Apropos Forschung: Vor kurzem wies der Newsletter des Psi-Vereins auf eine Studie zu Ouija hin, die in einem psychologischen Fachjournal veröffentlicht wurde («Predictive minds in Ouija board sessions», Anderson et. al, Phenomenology and the Cognitive Sciences, 2018). Wie schön, dass das Thema in der Mainstream-Wissenschaft aufgegriffen wurde! Doch bei genauem Hinschauen macht sich Ernüchterung breit. Die Studie war weitgehend im Geiste der Wikipedia-Argumentation angelegt. Da gab es pro Experiment nur einzelne Wörter, meist etwa fünf, maximal elf Buchstaben, die überdies wohl nur in einem recht langsamen Prozess entstanden. Zum Vergleich war als willentliche Eingabe BALTIMORE zu buchstabieren. Nur nebenbei wird erwähnt, dass das willentliche Buchstabieren überhaupt nicht gelang, wenn vorher nicht das Zielwort verabredet wurde. Doch gerade hier wird es ja spannend: Wie können dann gar längere Botschaften entstehen, erstaunlich schnell und präzise, in nicht bewusst steuerbarer Gemeinschaftsarbeit der Sitzer und möglicherweise eben auch mit einer Quelle und Hilfe ausserhalb ihrer selbst?

Ouija-Sprache 

Schauen wir also mal an, was die Spirits so zu sagen haben. Dank der automatischen Aufzeichnung ist es einfach möglich, Verfahren der Textanalyse wie etwa die Korpusanalyse einzusetzen, bei der Worthäufigkeiten und Wortzusammenhänge statistisch ausgewertet werden. Indem die Wörter unter ihren Grundformen zusammengefasst werden (z.B. finde, findet, fand zum Infinitiv finden) und zugleich die häufigen, keine inhaltliche Bedeutung tragenden Funktionswörter (und, für, zu, um, der, ein...) weggelassen werden, lässt sich eine Wortwolke erstellen. Sie veranschaulicht, worum es in den Botschaften typischerweise geht (Abb. 3). Je grösser das Wort, desto öfter wird es verwendet. Welche schöne Überraschung war es, als ich sah, dass in unseren Protokollen mit über 30‘000 Wörtern «Liebe» tatsächlich den Spitzenplatz belegt. Daneben fällt auch die häufige persönliche Ansprache von Heike und mir auf.

Abb. 3: Ouija-Wortwolke

Abb. 4: Ouijas originelle Sprache

Dabei sind die Botschaften von erstaunlicher Originalität, enthalten überraschende Metaphern, Redewendungen, Wortkombinationen oder Sprachspielereien, oft weit abseits unseres eigenen Sprachgebrauchs (Abb. 4). So wurde ich etwa aufgefordert, dem «Tiefseelentauchen » und «Lebenswellenreiten» mehr Zeit zu schenken, wobei die Begriffe dann auch näher erläutert wurden. So etwas muss man sich erst einmal ausdenken! Da wird auch mal mitten im Satz abrupt von deutsch auf englisch gewechselt, oder als Antwort malt die Planchette völlig unerwartet ein grosses Herz auf das Brett, das sich so richtig deutlich erst hinterher beim Betrachten der Auswertungen zeigte. Wenn das gemäss Wikipedia einfach aus einem gruppendynamischen Prozess resultiert, bliebe doch die spannende Frage für die Bewusstseinsforschung, wie solche völlig unerwarteten Ergebnisse ohne bewusste Abstimmung zielsicher und spontan produziert werden können?

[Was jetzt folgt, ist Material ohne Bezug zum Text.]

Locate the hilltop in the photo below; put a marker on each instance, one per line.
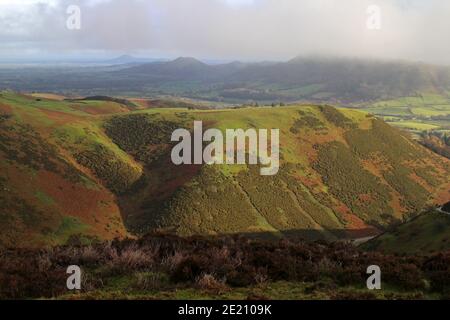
(102, 169)
(330, 80)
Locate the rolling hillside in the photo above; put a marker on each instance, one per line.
(426, 234)
(100, 169)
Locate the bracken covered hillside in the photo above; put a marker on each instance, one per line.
(102, 169)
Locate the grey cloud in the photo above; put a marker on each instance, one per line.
(247, 29)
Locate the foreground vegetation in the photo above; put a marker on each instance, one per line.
(167, 267)
(102, 168)
(425, 234)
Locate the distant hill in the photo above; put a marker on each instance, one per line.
(99, 169)
(128, 59)
(318, 80)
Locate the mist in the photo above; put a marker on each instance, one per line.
(228, 29)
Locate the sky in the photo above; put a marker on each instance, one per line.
(416, 30)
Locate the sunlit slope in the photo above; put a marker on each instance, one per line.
(343, 173)
(98, 168)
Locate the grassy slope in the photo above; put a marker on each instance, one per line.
(341, 171)
(47, 196)
(427, 233)
(332, 178)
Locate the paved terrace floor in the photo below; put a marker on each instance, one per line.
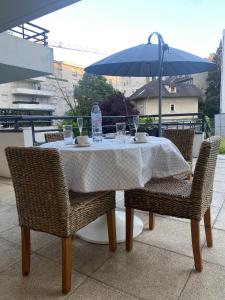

Obendrein geschieht dies alles erstaunlich schnell. Während es in dem erwähnten wissenschaftlichen Artikel lediglich um Einzelwörter ging, bekommen wir an einem Abend tausende Buchstaben durchgegeben, wohlformulierte, komplexe Sätze, teilweise mit einer Geschwindigkeit von bis zu einem Buchstaben pro Sekunde (Abb. 5). Skeptiker mögen das bitte einfach mal nachmachen – wenn schon die willentliche Produktion von Einzelwörtern scheiterte. Interessant ist auch der Verlauf der Geschwindigkeit. Oft steigert sie sich erst allmählich, als müsste noch Energie aufgebaut werden, um dann ein recht hohes Tempo zu erreichen, das aber auch immer mal wieder von schwächeren Phasen unterbrochen wird. Grundsätzlich scheint jedoch zu gelten, je mehr mein eigenes Bewusstsein zurücktritt, je mehr die eigene Hand dem Brettchen bei längerer Sitzung nur noch müde, willenlos und erwartungslos folgt, desto besser funktioniert es. Das ist ja auch ein typischer Mechanismus bei der Medialität, wo es wichtig ist, den jenseitigen Botschaften nicht mit den eigenen Gedanken, Vorstellungen und Wünschen im Weg zu stehen und Verfälschungen dadurch zu minimieren. Dem Ouija kommt dabei zugute, dass mehrere Teilnehmer zusammenarbeiten und dadurch die individuelle, persönliche (bewusste oder unbewusste) Einflussnahme verringern.



Durch die Bilderkennung lässt sich nun auch genau analysieren, wie sich das Brettchen bewegt (Abb. 6). Da scheint es tatsächlich gewisse Unterschiede zwischen willentlicher Bewegung und dem Trance-artigen Folgen der automatischen Bewegungen zu geben. So fiel auf, dass beim gezielten, willentlichen Abfahren von Buchstaben die Planchette oft schon einen Schwung hat, der die weitere Bewegung vorwegnimmt. Bei der «echten», unbeeinflussten Bewegung wird der jeweils nächste Buchstabe immer wieder frisch und neu angepeilt, aber dennoch fast immer sehr treffsicher erreicht. Ein weiteres Indiz für die «Empfangsqualität» könnten auch die kleinen Drehbewegungen der Planchette geben, die ebenfalls mit erfasst werden und in der Abbildung durch farbige Punkte gekennzeichnet sind. Sie ergeben sich, da die Sitzer der Planchette nie völlig synchron folgen bzw. sie unterschiedlich stark bewegen. Weiteres Forschungspotenzial!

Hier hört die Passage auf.